Jim Rogers, who cofounded the Quantum Fund with billionaire investor George Soros, has shared his view on bitcoin, its use as money, and governments’ response to the growing use of cryptocurrency. He predicts that central banks will not let uncontrolled money be used.
Jim Rogers Talks Bitcoin
Famous investor Jim Rogers shared his prediction about the future bitcoin and cryptocurrency in an interview with Asahi Shimbun Singapore branch manager Koji Nishimura, published on Friday. Rogers cofounded the Quantum Fund in 1973 with billionaire investor George Soros, which was considered one of the most successful hedge funds in its heyday. They earned a 4,200% return over 10 years through 1980 compared to 47% for the S&P 500.
Rogers believes that if cryptocurrency succeeds in being used as money, instead of primarily for speculation, governments will intervene, making it illegal in order to stop its use. For this reason, “I believe that the [value of] virtual currencies represented by bitcoin will decline and eventually become zero,” he told the publication. “It is hard for us to move money without the control of the government,” Rogers said, elaborating:
The government wants to know everything. Controllable electronic money will survive, and virtual currencies beyond the influence of the government will be eliminated.

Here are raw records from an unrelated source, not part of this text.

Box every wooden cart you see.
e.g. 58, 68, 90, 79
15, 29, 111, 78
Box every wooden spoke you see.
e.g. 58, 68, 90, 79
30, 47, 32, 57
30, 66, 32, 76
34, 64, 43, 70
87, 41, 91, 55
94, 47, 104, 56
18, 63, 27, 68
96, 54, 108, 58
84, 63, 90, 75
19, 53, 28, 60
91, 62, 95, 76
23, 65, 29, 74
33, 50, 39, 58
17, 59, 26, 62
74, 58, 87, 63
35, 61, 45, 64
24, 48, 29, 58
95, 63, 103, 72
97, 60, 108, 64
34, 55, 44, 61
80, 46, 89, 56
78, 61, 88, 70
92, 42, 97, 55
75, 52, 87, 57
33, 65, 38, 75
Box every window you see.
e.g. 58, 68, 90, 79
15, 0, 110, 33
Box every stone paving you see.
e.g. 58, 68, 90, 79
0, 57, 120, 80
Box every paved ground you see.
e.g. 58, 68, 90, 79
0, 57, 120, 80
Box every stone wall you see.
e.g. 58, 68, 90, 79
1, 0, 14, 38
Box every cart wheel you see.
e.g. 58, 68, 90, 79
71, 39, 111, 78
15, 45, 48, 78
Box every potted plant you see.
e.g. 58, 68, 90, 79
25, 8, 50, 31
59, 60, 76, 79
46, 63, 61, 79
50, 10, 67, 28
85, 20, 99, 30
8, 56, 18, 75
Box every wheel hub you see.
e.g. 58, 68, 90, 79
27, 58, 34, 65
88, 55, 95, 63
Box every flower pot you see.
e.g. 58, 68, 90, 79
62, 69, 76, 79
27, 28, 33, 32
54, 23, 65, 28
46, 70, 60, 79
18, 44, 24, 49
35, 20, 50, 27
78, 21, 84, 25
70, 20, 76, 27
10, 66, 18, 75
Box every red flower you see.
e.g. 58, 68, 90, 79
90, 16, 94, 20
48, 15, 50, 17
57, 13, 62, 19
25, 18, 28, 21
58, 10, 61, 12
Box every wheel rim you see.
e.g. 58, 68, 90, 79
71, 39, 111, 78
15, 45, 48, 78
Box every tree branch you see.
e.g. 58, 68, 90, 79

Rogers explained that cryptocurrency markets are volatile, particularly during the global economic crisis. “Even though cryptocurrencies did not even exist a few years ago, in the blink of an eye, they become 100 and 1,000 times more valuable … This is a clear bubble and I don’t know the right price,” he opined, emphasizing that cryptocurrency is not an investment but gambling.
He proceeded to talk about electronic money. “Governments like electronic money because with electronic money, you can keep track of when, where, who spent and how much. Governments will have more control over people through electronic money,” the investing guru described. “Electronic money has a low issuing cost. Cash must be printed, carried and counted. It is expensive for the government.”
However, cryptocurrencies beyond the control of governments will not be accepted as money, Rogers believes, adding that those who work on cryptocurrencies think they are “smarter than the government.” However, “the government has something that those who work with virtual currencies don’t have. It’s a gun.” For this reason, he said, “I believe that virtual currency will disappear eventually.”
He believes that governments will never let bitcoin be used as money. “Only 100 years ago, we could use whatever we liked as money. You could use coins, gold, silver, or shells. Banks could also print the bills themselves. That was legal,” he was quoted as saying. However, in the mid-1930s, the Bank of England declared that using any type of money other than the money it issued was illegal, Rogers pointed out. As a result, “no one used money other than that issued by the Bank of England,” he described, predicting that the same will happen to cryptocurrency.
While admitting that a society where governments “know too much about our actions” is “unfavorable,” he believes that cryptocurrency “beyond the control of the government will not be widely distributed as money.”
While Rogers is not bullish on cryptocurrency, many institutional investors are increasingly interested in investing in this asset class. Fidelity Digital Assets recently conducted a survey of about 800 institutional investors in Europe and the U.S. and found that 80% of them find cryptocurrency appealing, while 60% feel cryptocurrencies have a place in their portfolios. Grayscale Investments also sees increasing demand for crypto investments.
Well-known hedge fund managers such as Paul Tudor Jones have been growing their bitcoin holdings. Jones said he has about 2% of his assets in bitcoin. Other billionaire investors who are bullish on bitcoin include Virgin Galactic chairman Chamath Palihapitiya and Galaxy Digital CEO Mike Novogratz.